3) De l’intention au sacrifice

Une mort créatrice

Parce que la chair est une chose dont il faut gérer la production et la consommation, le type de mise à mort joue un rôle fondamental dans l’accès aux chairs. L’encadrement rituel de la mise à mort, l’usage cérémoniel de la viande animale dénotent qu’un statut social et sacral est attribué à l’animal. Une réflexion sur le sacrifice s’inscrit d’emblée dans la problématique du passage du vif au mort, et la destination du « mort », dont son usage alimentaire. La mort concerne la place de l’homme dans le monde, plus exactement le type de transformations que l’homme fait subir au monde. Le sacrifice est une réponse parmi d’autres à cette question, une réponse en termes de création, par la mort elle-même, d’une valeur partagée entre humains et avec les puissances transcendantes.

S’il repose sur l’idée de substitution, le sacrifice implique que, de quelque manière qu’on la considère (fin pure et simple, prolongement de la vie sous une autre forme, jugement, etc.), la mort est occurrence fatale, horizon immuable. Nous sommes dans la position paradoxale d’êtres soumis à une sorte de « règle » de la mort, tout en nous en nourrissant et en étant les émissaires ou les agents.

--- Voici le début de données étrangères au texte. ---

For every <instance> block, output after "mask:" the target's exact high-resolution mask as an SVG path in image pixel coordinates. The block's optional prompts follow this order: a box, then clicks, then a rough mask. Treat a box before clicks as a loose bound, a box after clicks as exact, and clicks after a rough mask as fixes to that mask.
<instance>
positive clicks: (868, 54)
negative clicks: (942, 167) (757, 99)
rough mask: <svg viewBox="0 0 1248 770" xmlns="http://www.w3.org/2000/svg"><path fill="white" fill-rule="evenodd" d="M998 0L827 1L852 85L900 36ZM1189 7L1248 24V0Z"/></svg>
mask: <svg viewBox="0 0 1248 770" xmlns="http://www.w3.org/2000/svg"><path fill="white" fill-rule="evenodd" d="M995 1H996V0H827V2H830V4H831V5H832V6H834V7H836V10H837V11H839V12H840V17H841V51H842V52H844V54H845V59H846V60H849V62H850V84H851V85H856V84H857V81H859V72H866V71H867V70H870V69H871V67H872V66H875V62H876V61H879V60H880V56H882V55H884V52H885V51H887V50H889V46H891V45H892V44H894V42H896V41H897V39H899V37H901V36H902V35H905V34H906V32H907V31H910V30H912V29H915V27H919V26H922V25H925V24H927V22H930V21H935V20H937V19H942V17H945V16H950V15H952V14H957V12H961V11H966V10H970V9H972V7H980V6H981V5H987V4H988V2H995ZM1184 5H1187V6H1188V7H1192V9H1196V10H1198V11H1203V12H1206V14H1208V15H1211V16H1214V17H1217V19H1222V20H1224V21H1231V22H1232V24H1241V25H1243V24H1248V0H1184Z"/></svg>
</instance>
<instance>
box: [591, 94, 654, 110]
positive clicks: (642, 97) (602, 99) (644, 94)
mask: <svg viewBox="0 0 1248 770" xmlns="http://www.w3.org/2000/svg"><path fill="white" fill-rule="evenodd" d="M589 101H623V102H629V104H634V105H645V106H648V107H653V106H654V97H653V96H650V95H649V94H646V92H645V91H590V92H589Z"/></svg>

Nécessité, elle est aussi une possibilité, car elle peut être donnée, décidée, épargnée, etc.

Le sacrifice vise à résoudre ce paradoxe, en donnant un sens et une positivité, une valeur supérieure à la mort, y compris la nôtre : la rhétorique du sacrifice « pour la patrie », l’altruisme, le don de soi en participent. A l’impératif de la maîtrise de la mort animale, commun à la tauromachie, à l’abattage rituel, à la chasse et à l’euthanasie vétérinaire, le sacrifice ajoute un discours moral. Il transforme la mort, et la mise à mort en nécessité, invente cette nécessité, ou plutôt la légitime sous la forme d’une valeur supérieure (qu’il s’agisse d’une alliance dans les monothéismes, ou d’un ordre du monde dans l’hindouisme, Malamoud, 1989). Dans le sacrifice, la mort doit, d’arbitraire, devenir nécessité, valeur ; elle ne vaut pas en soi mais par le bien auquel elle permet d’accéder.

Il existe ainsi une ligne de partage entre au moins deux ordres de la mise à mort qui nous concernent ici, le meurtre et le sacrifice, et le thème de la mort animale donne lieu à des analyses dont la question du sacrifice n’est jamais totalement absente : « si on mange de la viande, il faut bien tuer les bêtes ; mais si on tue les bêtes, on frôle le meurtre » (Vialles, 1992 : 137). En se demandant « quelle(s) différence(s) il y a entre le cadavre et la viande » (p.131), Vialles questionne le fait que les opérations de transformation d’un animal en un objet de consommation alimentaire (on pourrait aussi inclure les autres « dérivations » animales en produits de consommation) impliquent le passage par la mort, la gestion du sang, la découpe, la « réalisation » de la viande, jusqu’à sa cuisine et sa consommation.

Il y a (et il faut) des étapes qui transforment un être vivant en objet consommable, ce qui suppose une transition problématique par le statut de cadavre : le corps sans vie. Ce n’est pas l’animal en tant que tel, mais bien le cadavre, le « vivant sans vie » traité, manipulé, transformé, qui est au cœur du problème. Le cadavre n’est pas seulement ce qu’il faut éviter, mais plus largement ce que l’on ne peut ingérer, toucher, côtoyer, sans des opérations préalables qui le rendent tangible, consommable, fréquentable 295 . Cette question occupe une place déterminante dans la pensée musulmane : Benkheira, titrant l’un de ses articles « Ceci n’est pas un cadavre » (1998), montre l’importance de la distinction entre le cadavre et l’animal licite à la consommation, hâlal, c’est-à-dire rituellement et religieusement abattu. Le sacrifice sanglant est en somme une réponse particulière à la question de l’articulation entre vie et mort : en maîtrisant la transformation d’un animal vivant en chair consommable par son offrande et sa consécration dans un cadre rituel, il neutralise le cadavre, la mort. Plus encore, il la rend créatrice.

Notes
295.

Pourrait-on dire qu’un noli me tangere entoure le cadavre ? L’avertissement du Christ ressuscité à Marie-Madeleine appelle une réflexion sur le caractère à la fois sacré et impur du mort, du non-vivant et déjà-saint. Le sacrifice est une manière d’articuler cette double dimension du mort.